Security+ 5.7.3 Section Quiz
Which of the following NAC agent types would be used for IoT devices?
Agentless - An agentless agent is on the domain controller. When the user logs into the domain, it authenticates with the network. Agentless NAC is often used when there is limited disk space, such as for Internet of Things (IoT) devices.
Which of the steps in the Network Access Control (NAC) implementation process occurs once the policies have been defined?
Apply - The third step in implementing NAC is to apply the policies. This occurs after the policies have been defined.
Which of the following defines all the prerequisites a device must meet in order to access a network?
Authentication - Authentication defines all the prerequisites a device must meet in order to access a network. These criteria are detailed for such things as anti-malware, OS, and patch level.
Which of the following applies the appropriate policies in order to provide a device with the access it's defined to receive?
Authorization - Authorization looks at the authentication information and applies the appropriate policies in order to provide a device with the access it's defined to receive.
Which of the following NAC agent types creates a temporary connection?
Dissolvable - A dissolvable agent is downloaded, or a temporary connection is established. The agent is removed once the user is done with it. The user has to download or connect to the agent again if it is needed.

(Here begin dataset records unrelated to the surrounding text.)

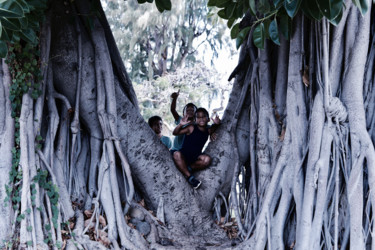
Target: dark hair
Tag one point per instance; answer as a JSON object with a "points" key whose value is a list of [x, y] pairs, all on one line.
{"points": [[190, 104], [153, 119], [203, 110]]}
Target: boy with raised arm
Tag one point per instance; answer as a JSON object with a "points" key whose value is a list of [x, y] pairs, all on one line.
{"points": [[189, 111], [190, 157], [156, 124]]}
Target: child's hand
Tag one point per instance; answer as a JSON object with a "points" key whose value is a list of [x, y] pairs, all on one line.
{"points": [[213, 136], [184, 121], [174, 95], [216, 120]]}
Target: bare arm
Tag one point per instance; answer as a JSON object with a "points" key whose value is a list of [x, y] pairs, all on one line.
{"points": [[173, 105], [213, 127], [179, 130]]}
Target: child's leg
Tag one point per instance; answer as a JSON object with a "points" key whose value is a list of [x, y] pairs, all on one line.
{"points": [[202, 162], [180, 163]]}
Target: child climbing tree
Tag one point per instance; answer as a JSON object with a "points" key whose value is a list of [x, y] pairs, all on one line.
{"points": [[299, 126]]}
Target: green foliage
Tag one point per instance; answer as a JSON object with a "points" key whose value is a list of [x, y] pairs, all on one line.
{"points": [[19, 20], [153, 44], [198, 85], [274, 17], [26, 78]]}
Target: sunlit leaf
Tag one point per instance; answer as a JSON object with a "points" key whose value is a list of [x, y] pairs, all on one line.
{"points": [[241, 36], [274, 32], [219, 3], [162, 5], [258, 36], [230, 10], [222, 14]]}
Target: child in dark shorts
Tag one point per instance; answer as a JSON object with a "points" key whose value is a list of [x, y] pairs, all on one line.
{"points": [[190, 157]]}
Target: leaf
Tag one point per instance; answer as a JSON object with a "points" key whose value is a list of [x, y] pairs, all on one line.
{"points": [[230, 10], [264, 6], [266, 24], [11, 24], [253, 7], [276, 3], [285, 26], [223, 3], [258, 36], [222, 14], [362, 5], [163, 5], [11, 9], [274, 32], [292, 6], [337, 19], [240, 10], [235, 30], [230, 22], [24, 5], [3, 49], [241, 36], [6, 35]]}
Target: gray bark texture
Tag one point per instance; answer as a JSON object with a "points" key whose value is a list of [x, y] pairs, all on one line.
{"points": [[293, 165]]}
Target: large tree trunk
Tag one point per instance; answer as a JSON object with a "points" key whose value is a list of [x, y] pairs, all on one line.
{"points": [[298, 126]]}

What is Cisco's Network Access Control (NAC) solution called?
Identity Services Engine (ISE) - Network Access Control (NAC) is not a product; it is a process. Many companies implement products that utilize the NAC process. Cisco's solution is called Identity Services Engine (ISE).
You are configuring the security settings for your network. You have decided to configure a policy that requires any computer connecting to the network to run at least Windows 10 version 2004. Which of the following have you configured?

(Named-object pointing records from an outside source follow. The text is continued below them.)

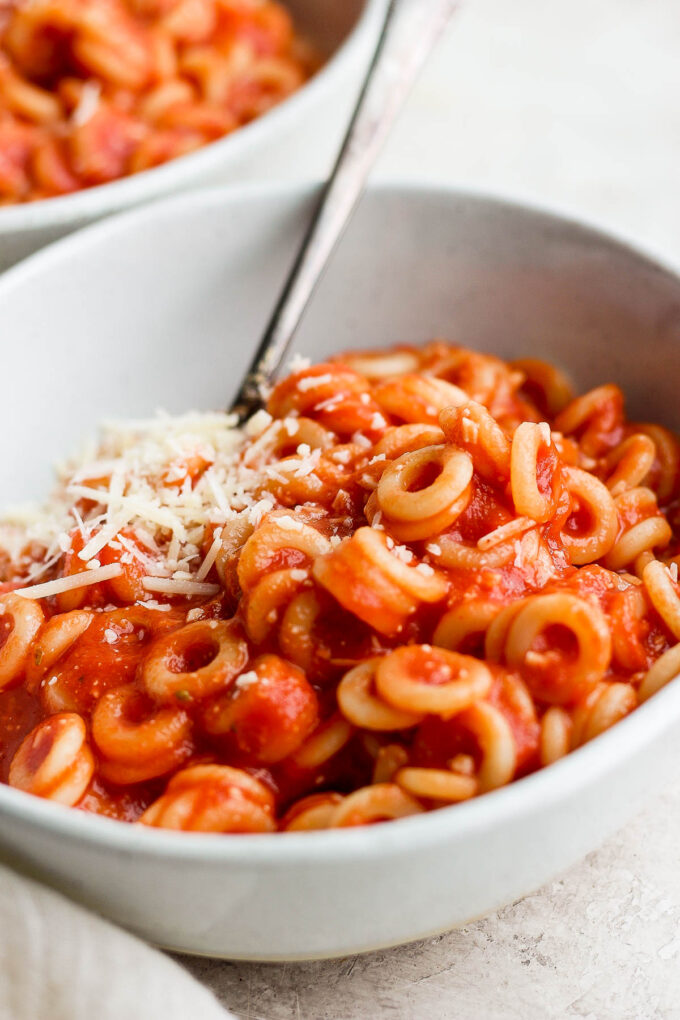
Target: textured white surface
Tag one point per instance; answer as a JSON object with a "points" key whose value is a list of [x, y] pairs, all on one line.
{"points": [[575, 106], [59, 962]]}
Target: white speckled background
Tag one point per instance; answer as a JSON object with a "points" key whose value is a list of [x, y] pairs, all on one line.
{"points": [[574, 105]]}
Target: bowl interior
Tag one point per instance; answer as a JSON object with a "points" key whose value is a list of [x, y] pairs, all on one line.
{"points": [[161, 308], [340, 32]]}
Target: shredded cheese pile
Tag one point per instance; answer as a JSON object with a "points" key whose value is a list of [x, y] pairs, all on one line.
{"points": [[168, 479]]}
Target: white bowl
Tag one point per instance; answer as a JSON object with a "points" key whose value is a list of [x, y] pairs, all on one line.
{"points": [[160, 307], [343, 33]]}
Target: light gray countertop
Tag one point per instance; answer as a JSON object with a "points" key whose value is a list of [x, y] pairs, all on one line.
{"points": [[575, 106]]}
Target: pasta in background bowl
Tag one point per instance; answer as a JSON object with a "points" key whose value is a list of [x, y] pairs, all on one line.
{"points": [[109, 104], [414, 263]]}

NAC - Network Access Control (NAC) is a policy-driven control process that allows or denies network access to devices connecting to a network. For example, you may want to have policies that require connecting devices to meet certain criteria, such as having a particular version of Windows, the latest antivirus definitions, or Windows Firewall enabled.

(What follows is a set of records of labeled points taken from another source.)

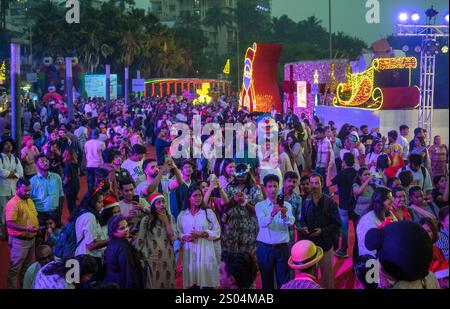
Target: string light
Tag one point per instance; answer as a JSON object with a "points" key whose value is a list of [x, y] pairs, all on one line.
{"points": [[3, 73], [203, 94], [359, 91], [226, 69], [382, 64]]}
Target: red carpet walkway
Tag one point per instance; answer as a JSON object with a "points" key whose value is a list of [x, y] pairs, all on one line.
{"points": [[344, 278]]}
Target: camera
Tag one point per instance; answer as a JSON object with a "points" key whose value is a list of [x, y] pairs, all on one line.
{"points": [[280, 200]]}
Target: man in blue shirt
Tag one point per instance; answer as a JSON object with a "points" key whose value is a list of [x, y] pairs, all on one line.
{"points": [[274, 221], [162, 145], [47, 192]]}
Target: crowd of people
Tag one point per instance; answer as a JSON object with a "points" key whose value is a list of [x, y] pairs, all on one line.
{"points": [[217, 223]]}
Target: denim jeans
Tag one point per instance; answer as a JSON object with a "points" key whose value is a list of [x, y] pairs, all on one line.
{"points": [[91, 178], [322, 171], [345, 217], [273, 259]]}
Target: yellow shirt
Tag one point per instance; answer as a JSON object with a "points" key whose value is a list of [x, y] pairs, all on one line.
{"points": [[23, 213]]}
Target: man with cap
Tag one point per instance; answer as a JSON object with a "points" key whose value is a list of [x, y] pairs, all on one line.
{"points": [[134, 163], [404, 251], [94, 159], [274, 219], [305, 256]]}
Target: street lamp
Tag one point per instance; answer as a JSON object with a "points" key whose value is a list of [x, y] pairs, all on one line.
{"points": [[403, 17]]}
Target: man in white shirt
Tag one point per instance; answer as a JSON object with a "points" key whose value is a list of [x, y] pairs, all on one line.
{"points": [[155, 181], [131, 206], [403, 141], [94, 159], [421, 176], [10, 171], [134, 164], [87, 108], [274, 221], [43, 113]]}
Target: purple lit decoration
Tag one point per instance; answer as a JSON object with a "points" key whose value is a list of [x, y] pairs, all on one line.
{"points": [[304, 71], [69, 89], [108, 85], [403, 17], [415, 17], [16, 129]]}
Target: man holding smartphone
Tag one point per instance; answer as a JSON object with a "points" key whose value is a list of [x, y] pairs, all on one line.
{"points": [[274, 219], [321, 223]]}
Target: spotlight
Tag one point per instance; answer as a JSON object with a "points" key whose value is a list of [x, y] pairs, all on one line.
{"points": [[415, 17], [431, 13], [403, 17]]}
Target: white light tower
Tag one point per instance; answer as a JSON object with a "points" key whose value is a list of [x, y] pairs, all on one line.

Which of the following BEST describes zero-trust security?
Only devices that pass both authentication and authorization are trusted - Network Access Control (NAC) is usually accomplished using a two-stage process of authentication and authorization. If the requirements for either of these stages is not met, the access request is denied. This if often referred to as zero-trust security, meaning nothing is trusted unless it can pass both the authentication and authorization stages.
Which of the following NAC agent types is the most convenient agent type?
Permanent - A permanent agent resides on a device permanently. This is the most convenient agent since it does not have to be renewed and can always run on the device. It is also known as a persistent agent.
You are part of a committee that is meeting to define how Network Access Control (NAC) should be implemented in the organization. Which step in the NAC process is this?
Plan - Planning is the first step in the NAC implementation process. In this step, a committee should convene and make decisions that define how NAC should work.